【法国文学】卡门Carmen --Prosper Mérimée I (16)
Pourtant est-ce un préjugé que cet instinct de conscience qui résiste à tous
les raisonnements ? Peut-être, dans la situation délicate où je me trouvais,
ne pouvais-je m’en tirer sans remords. Je flottais encore dans la plus grande
incertitude au sujet de la moralité de mon action, lorsque je vis paraître
une demi-douzaine de cavaliers avec Antonio, qui se tenait prudemment à
l’arrière-garde.
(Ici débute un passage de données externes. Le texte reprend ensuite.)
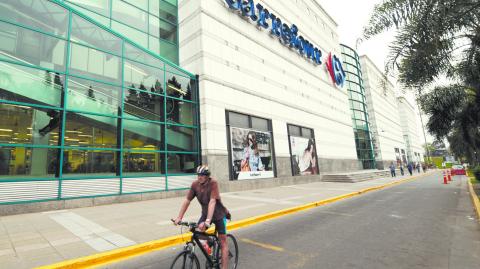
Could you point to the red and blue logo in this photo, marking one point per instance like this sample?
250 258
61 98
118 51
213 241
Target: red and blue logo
335 69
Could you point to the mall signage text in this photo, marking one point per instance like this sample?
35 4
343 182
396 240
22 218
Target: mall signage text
288 36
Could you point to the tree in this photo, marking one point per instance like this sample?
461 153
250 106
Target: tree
436 39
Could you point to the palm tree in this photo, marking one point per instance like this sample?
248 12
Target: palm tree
437 38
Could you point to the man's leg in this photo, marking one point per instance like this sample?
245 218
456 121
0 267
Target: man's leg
224 246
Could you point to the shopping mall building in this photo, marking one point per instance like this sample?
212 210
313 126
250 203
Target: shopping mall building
124 98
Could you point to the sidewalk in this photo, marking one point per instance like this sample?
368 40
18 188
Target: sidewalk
37 239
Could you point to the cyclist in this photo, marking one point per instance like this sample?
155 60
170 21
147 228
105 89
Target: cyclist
206 190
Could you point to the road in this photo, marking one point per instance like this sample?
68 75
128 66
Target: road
419 224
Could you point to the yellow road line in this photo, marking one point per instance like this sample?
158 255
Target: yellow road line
120 254
263 245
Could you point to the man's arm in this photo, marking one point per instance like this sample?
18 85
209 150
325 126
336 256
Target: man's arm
183 209
211 209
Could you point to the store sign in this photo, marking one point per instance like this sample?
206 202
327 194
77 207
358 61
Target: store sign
251 154
288 35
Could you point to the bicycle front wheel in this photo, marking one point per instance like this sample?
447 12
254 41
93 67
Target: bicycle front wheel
185 260
232 252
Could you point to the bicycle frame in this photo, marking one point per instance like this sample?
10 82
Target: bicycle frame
196 238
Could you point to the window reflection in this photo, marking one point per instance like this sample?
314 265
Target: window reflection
143 135
180 112
143 162
181 138
28 125
182 163
30 85
95 64
32 48
20 161
87 95
101 162
85 130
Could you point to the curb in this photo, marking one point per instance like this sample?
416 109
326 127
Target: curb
143 248
475 200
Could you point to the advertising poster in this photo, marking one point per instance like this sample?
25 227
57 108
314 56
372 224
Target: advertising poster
303 155
251 154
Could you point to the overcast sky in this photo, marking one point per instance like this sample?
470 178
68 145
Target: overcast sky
351 16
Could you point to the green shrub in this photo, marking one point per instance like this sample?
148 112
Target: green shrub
476 172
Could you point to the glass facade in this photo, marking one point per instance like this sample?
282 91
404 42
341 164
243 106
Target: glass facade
358 107
80 102
152 24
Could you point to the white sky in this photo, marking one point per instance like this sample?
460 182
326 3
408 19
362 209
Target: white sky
351 16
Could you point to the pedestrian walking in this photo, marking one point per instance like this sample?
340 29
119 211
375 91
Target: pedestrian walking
410 168
392 169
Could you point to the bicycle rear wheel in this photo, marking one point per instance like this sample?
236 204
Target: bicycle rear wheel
232 252
185 260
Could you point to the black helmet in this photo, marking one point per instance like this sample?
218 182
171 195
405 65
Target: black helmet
203 170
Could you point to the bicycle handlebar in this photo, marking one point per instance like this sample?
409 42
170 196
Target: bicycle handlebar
191 225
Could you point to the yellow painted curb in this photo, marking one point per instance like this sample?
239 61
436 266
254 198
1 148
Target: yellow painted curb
140 249
475 200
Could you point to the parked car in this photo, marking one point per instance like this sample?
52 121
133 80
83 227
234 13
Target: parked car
458 169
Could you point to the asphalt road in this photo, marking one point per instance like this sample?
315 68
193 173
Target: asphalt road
419 224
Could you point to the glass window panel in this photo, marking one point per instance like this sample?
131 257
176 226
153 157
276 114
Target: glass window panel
307 132
90 34
154 45
27 162
179 86
95 64
181 138
143 162
91 96
139 55
30 85
29 47
103 19
167 11
180 112
294 130
142 105
259 124
89 162
142 4
143 77
182 163
238 120
99 6
85 130
139 135
39 14
133 34
169 51
130 15
28 125
168 31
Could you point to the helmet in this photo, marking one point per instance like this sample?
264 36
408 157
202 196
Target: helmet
203 170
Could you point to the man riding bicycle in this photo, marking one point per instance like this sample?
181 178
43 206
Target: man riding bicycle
206 190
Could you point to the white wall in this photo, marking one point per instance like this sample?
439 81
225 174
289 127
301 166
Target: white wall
383 110
243 68
408 119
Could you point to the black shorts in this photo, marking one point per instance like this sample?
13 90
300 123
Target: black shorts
220 224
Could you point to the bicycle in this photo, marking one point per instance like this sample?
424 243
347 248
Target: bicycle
187 259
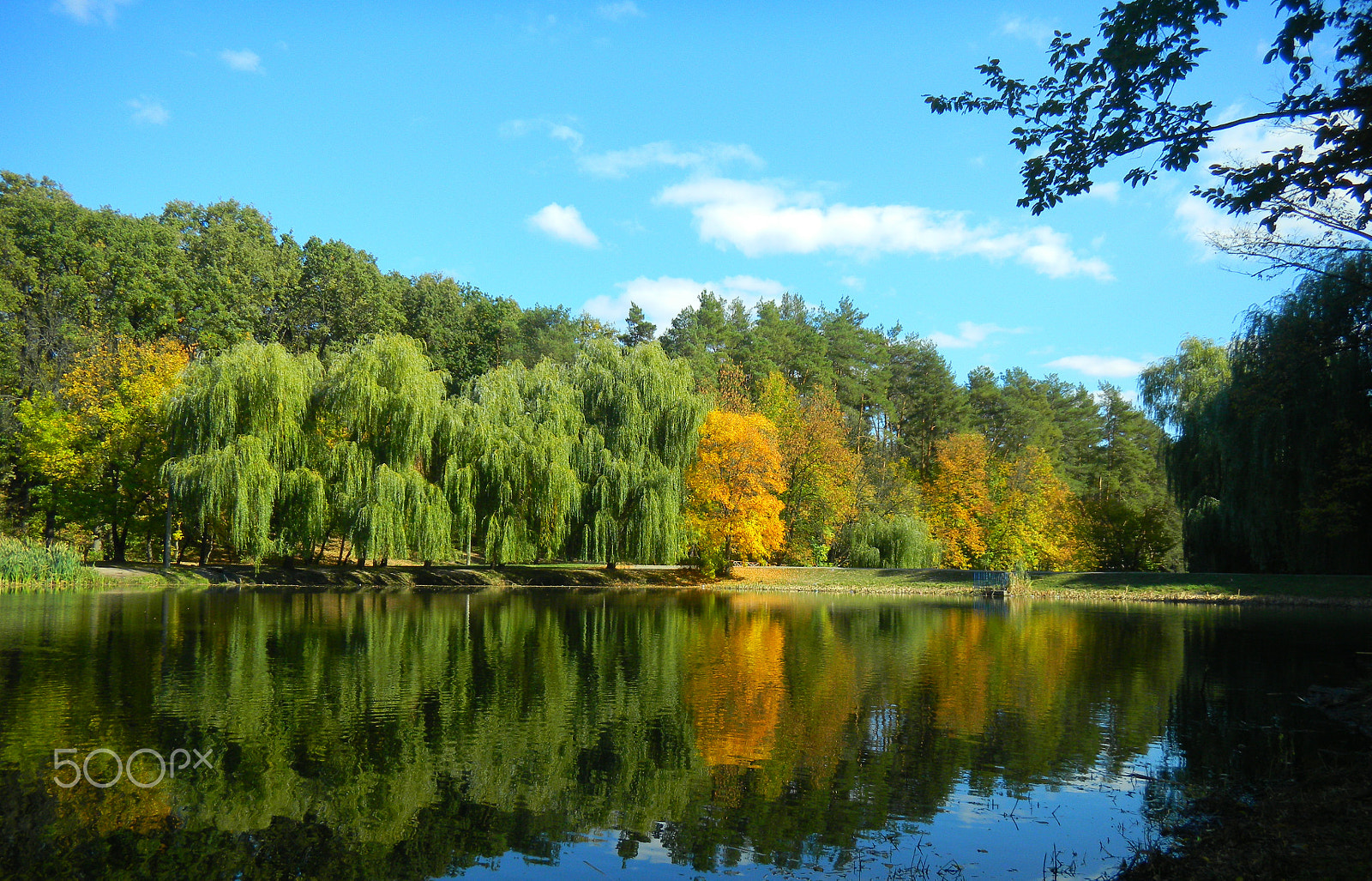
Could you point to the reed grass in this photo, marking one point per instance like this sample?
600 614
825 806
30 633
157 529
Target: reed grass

J’allai au-devant d’eux, et les prévins que le bandit avait pris
la fuite depuis plus de deux heures. La vieille, interrogée par le brigadier,
répondit qu’elle connaissait le Navarro, mais que, vivant seule, elle n’aurait
jamais osé risquer sa vie en le dénonçant. Elle ajouta que son habitude,
lorsqu’il venait chez elle, était de partir toujours au milieu de la nuit. Pour
moi, il me fallut aller, à quelques lieues de là, exhiber mon passeport et signer
une déclaration devant un alcalde, après quoi on me permit de reprendre mes
recherches archéologiques. Antonio me gardait rancune, soupçonnant que
c’était moi qui l’avais empêché de gagner les deux cents ducats. Pourtant
nous nous séparâmes bons amis à Cordoue ; là, je lui donnai une gratification
aussi forte que l’état de mes finances pouvait me le permettre.